So I was at home recently and managed to squeeze in a quick little “hulo” to my little niece, who was standing with Gran and Pops, mouth “agog” at the size of the bus I was about to come out of. I saw her and she was all excited! With a sweet little perfect banana shaped smile and ready to bolt toward me when suddenly all that animated expression fell and she suddenly looked unsure. She had spied some kind of bearded monster emerging from behind me that she hadn’t expected.
She was told and Gran had said, “Now, Uncle Nick is coming too, do you remember? He was here at Christmas.” And although she said “yes” she wasn’t listening because she was too busy building stuff.

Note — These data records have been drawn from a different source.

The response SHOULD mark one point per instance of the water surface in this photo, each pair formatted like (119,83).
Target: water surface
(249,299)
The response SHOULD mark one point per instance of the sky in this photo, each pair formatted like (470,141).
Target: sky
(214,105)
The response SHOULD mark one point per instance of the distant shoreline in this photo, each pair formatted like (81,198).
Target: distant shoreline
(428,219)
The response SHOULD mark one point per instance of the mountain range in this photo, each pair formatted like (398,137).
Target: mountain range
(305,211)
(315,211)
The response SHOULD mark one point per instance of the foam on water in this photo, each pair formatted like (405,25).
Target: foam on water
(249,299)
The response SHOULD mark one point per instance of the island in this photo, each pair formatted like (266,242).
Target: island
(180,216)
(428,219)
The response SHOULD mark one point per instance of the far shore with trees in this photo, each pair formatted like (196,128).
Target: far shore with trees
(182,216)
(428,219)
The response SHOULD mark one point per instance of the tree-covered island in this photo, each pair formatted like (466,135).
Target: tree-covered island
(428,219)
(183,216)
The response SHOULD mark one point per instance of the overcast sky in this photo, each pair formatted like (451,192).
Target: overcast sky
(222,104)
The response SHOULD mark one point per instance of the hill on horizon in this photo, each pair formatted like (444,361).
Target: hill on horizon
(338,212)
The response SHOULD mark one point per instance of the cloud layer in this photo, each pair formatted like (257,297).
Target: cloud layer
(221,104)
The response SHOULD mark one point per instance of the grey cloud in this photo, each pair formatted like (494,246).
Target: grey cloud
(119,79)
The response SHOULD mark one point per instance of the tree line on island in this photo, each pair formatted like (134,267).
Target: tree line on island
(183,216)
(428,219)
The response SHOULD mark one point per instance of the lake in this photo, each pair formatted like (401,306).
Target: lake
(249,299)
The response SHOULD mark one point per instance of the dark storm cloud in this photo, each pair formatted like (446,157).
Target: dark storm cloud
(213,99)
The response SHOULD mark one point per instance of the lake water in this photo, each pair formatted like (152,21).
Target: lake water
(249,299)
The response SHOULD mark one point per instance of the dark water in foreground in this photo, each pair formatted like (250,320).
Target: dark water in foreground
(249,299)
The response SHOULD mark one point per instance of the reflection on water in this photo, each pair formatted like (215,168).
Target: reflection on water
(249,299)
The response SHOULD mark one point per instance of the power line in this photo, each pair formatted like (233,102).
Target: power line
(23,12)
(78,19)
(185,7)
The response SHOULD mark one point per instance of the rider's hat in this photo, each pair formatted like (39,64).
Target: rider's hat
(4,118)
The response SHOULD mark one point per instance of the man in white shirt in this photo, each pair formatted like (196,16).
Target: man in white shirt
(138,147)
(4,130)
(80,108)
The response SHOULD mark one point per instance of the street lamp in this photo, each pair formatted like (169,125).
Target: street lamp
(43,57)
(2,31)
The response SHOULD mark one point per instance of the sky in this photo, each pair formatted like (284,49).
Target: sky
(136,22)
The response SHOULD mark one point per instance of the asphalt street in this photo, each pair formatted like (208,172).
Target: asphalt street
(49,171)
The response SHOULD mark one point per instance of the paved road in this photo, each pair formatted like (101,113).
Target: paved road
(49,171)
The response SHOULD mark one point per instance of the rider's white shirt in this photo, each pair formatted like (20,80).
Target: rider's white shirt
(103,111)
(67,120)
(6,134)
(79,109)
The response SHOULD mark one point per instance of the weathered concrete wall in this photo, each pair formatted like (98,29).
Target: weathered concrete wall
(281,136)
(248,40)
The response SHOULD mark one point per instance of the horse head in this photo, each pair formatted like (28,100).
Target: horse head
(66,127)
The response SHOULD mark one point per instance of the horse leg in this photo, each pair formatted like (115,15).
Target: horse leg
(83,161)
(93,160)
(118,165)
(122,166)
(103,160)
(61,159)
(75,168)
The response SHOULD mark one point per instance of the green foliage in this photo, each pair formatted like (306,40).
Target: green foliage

We have a funny little relationship, my niece and I. She now knows I must be connected in some way to the people she knows, but I don’t think she knows quite in what way. I’m not there all the time, but see her often enough that she remembers who I am and sometimes talks about me when I’m not there. She knows I use a plane to come to see her, but sometimes I emerge from within her Gran’s house from “up the stairs” (the place she’s not really allowed to go). If I happened to be home and she was there, I did stop calling her name from upstairs and slowly tiptoeing down to meet her because it did dawn on me that to someone who wasn’t expecting it, this could be really rather creepy in a sort of nightmarish way. So I stopped doing it.
She can see I’m taller than her which should mean I have some kind of authority, but I make my body move in weird ways and sometimes tell her what we’re going to do but in song using a Mr. Bean sort of voice. And I tend to ask her things and talk about things that make her go “What?”, “Eh??” a lot because they don’t make sense to her. I’m not sure she knows quite what I am.
When we were walking back home from the bus stop I was stomping ahead of my niece, directing her down all the right paths. I was showing her the correct way of walking was leaning back at a slight right angle (leaning forward at the same degree also works well) fixing your arms into sharp "L" shapes and swinging them to a beat that’s in your own head in a robotic fashion, and then moving the legs in a piston type movement, marching up and down making sure the knees reach as high as a 36 year old human can.
After I was walking along the street like this shouting in a kind of Mr. Bean tone, “THIS WAY! THIS WAY AMBER, THIS WAY!!”, I heard from the distance this tiny, but frighteningly mature little voice peep, “You’re Silly”. That’s from a two and a half year old.
I just said, “What are you talking about? This is how I walk”.
I carried on walking like that for most of the way, while she carried on walking in a more human like acceptable fashion.